Return the Craftsman table (if you can) and buy or make a table that uses an insert. Rockler has a good table with aluminum inserts that will fit your router.


----------



## NBeener (Sep 16, 2009)

I can.

Aaaaaack.

I looked around online. Know anything about the Kreg??

http://www.woodcraft.com/Product/2020284/22525/Kreg-Precision-Benchtop-Router-Table.aspx

I know they have a good general reputation.

Thanks!


----------



## bigike (May 25, 2009)

if your gonna go with the kreg i would that fence system on there is like a tablesaws fence (biesmyer)but from what u said i think u might be able to just put an acrylic base on the router with longer screws and drill holes to screw it to the table cuz u can tap the acrylic and it should hold pretty well u just might need a thick pice though its hard to tell with no pics of the underside of the table and the router base to see if u can rig it so it is safe safty first always, but if i was you i would just go with the kreg and mabe upgrade my router to 3hp or at least a porter cable those fit mainly any table if u need any acrylic though i might be able to help being i work with it everyday. if u do keep this set up try to post pics of the tables underside and the routers base?


----------



## Bothus (Sep 14, 2009)

I think returning the Craftsman is a good idea.
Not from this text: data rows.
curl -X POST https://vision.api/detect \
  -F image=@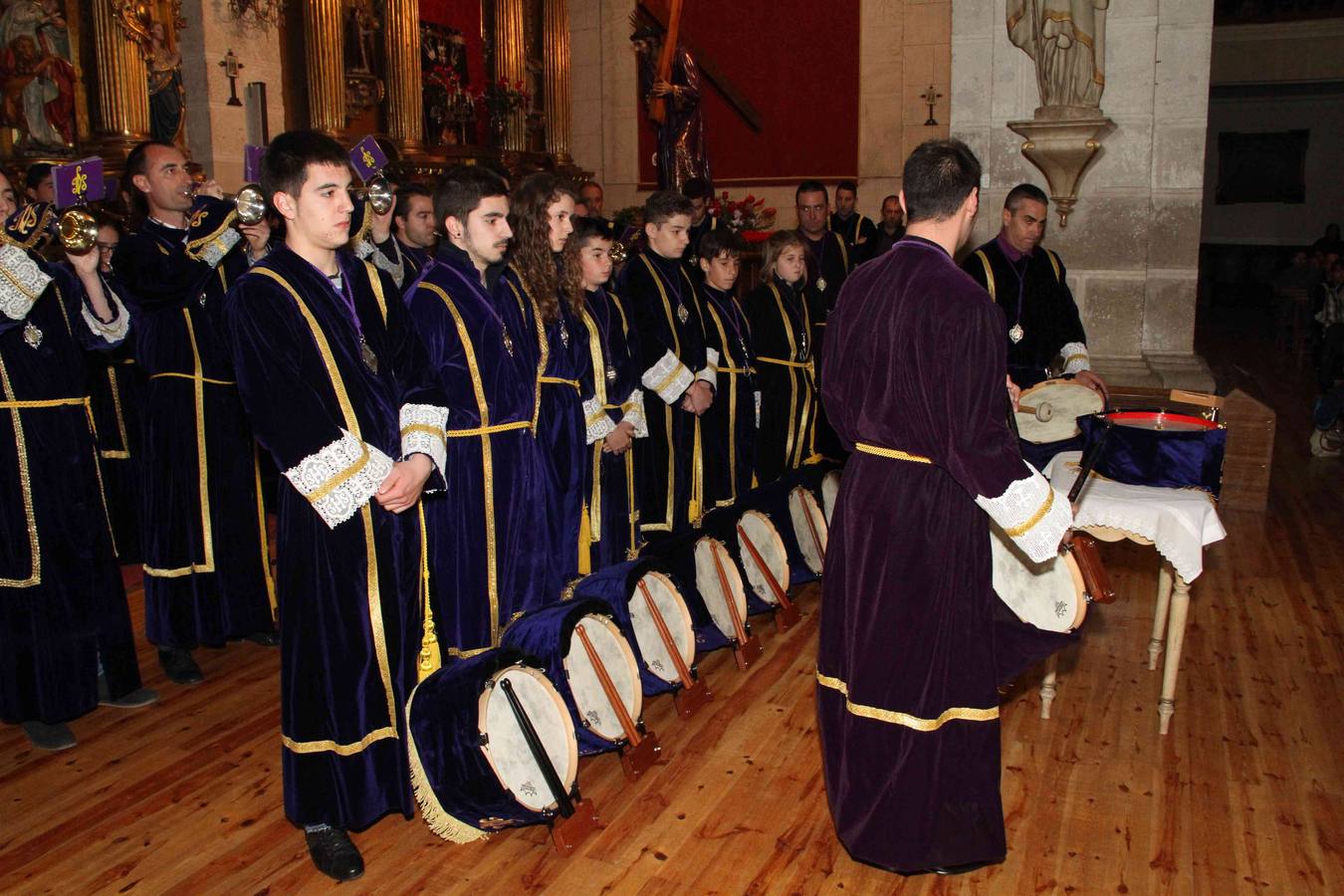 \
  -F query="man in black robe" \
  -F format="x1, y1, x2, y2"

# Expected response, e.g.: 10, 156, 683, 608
619, 191, 719, 543
817, 139, 1072, 874
0, 190, 157, 750
829, 180, 878, 268
868, 196, 906, 258
223, 131, 448, 880
961, 184, 1106, 393
112, 141, 278, 684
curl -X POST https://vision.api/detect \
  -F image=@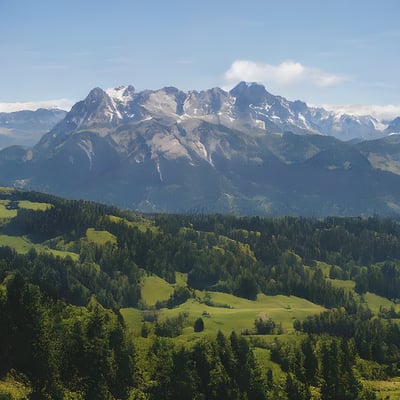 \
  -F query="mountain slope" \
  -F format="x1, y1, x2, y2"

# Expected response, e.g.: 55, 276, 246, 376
0, 82, 400, 215
0, 108, 67, 148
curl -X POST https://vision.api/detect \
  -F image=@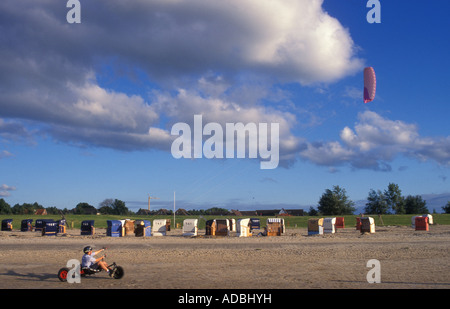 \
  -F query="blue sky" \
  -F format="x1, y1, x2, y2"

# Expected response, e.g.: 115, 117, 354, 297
0, 0, 450, 211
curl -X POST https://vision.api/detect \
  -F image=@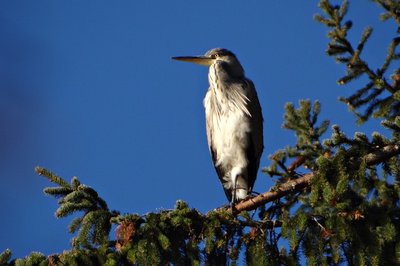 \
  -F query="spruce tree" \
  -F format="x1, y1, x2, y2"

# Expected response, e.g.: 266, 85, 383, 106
0, 0, 400, 265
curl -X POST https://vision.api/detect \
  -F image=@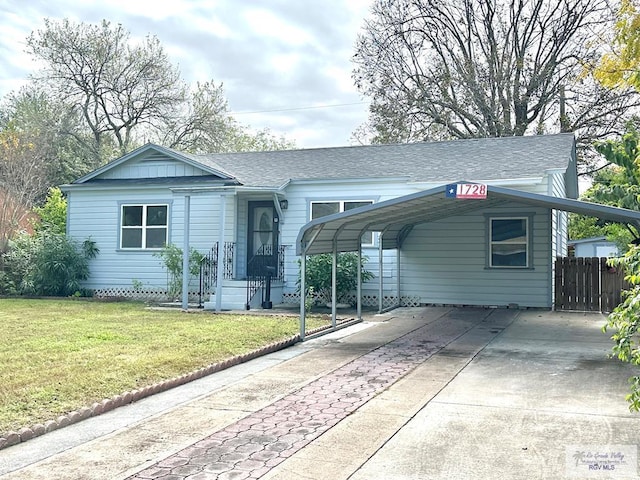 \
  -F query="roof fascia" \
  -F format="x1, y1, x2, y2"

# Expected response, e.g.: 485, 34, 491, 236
296, 182, 640, 255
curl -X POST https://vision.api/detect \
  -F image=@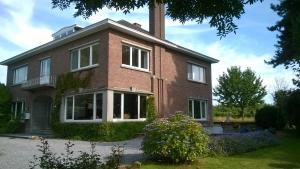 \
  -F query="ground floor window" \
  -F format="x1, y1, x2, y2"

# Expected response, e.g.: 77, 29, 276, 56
11, 101, 25, 118
189, 99, 207, 120
113, 92, 147, 120
65, 93, 103, 121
I like craftsman because my dad like craftsman.

The thing I have learned about Craftsman is they make everything odd sized so you have to buy from them.

I have a 7" circular saw (not 7 1/4" like the rest of the world) and a belt sander that I can't find belts for anywhere.
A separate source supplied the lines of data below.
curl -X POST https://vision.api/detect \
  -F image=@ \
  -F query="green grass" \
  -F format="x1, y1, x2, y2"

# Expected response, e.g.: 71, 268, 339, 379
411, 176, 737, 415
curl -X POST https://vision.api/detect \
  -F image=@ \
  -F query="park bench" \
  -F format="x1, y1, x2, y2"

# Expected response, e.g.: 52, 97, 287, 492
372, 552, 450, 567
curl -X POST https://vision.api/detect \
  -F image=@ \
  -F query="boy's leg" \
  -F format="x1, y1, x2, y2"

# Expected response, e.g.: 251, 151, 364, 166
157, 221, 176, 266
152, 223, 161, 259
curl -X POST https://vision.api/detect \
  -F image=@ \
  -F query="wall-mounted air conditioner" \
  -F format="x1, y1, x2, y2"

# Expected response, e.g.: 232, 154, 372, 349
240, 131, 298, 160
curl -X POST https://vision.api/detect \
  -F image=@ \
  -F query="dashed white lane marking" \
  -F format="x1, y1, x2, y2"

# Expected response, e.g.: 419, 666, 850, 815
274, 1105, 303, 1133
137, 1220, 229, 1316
My dad swore my Craftsman… But then he was a mechanic.

Bothus


----------



## NBeener (Sep 16, 2009)

More great info, All … so … thanks!

Has anybody ever regretted buying a BETTER tool (that's a rhetorical question. I know the answer). Dunno' why I spent $70 on something that's such an important shop piece.

I ordered the Kreg. Just over $200, shipped. Good comments, *Ike*, and … *Bothus* ... my Dad loved Craftsman, too, so … there's some habit there, but … land of the 5/8" miter slot? That stuff gets old!

So … benched another project for a few more days … 'til that bad boy shows up!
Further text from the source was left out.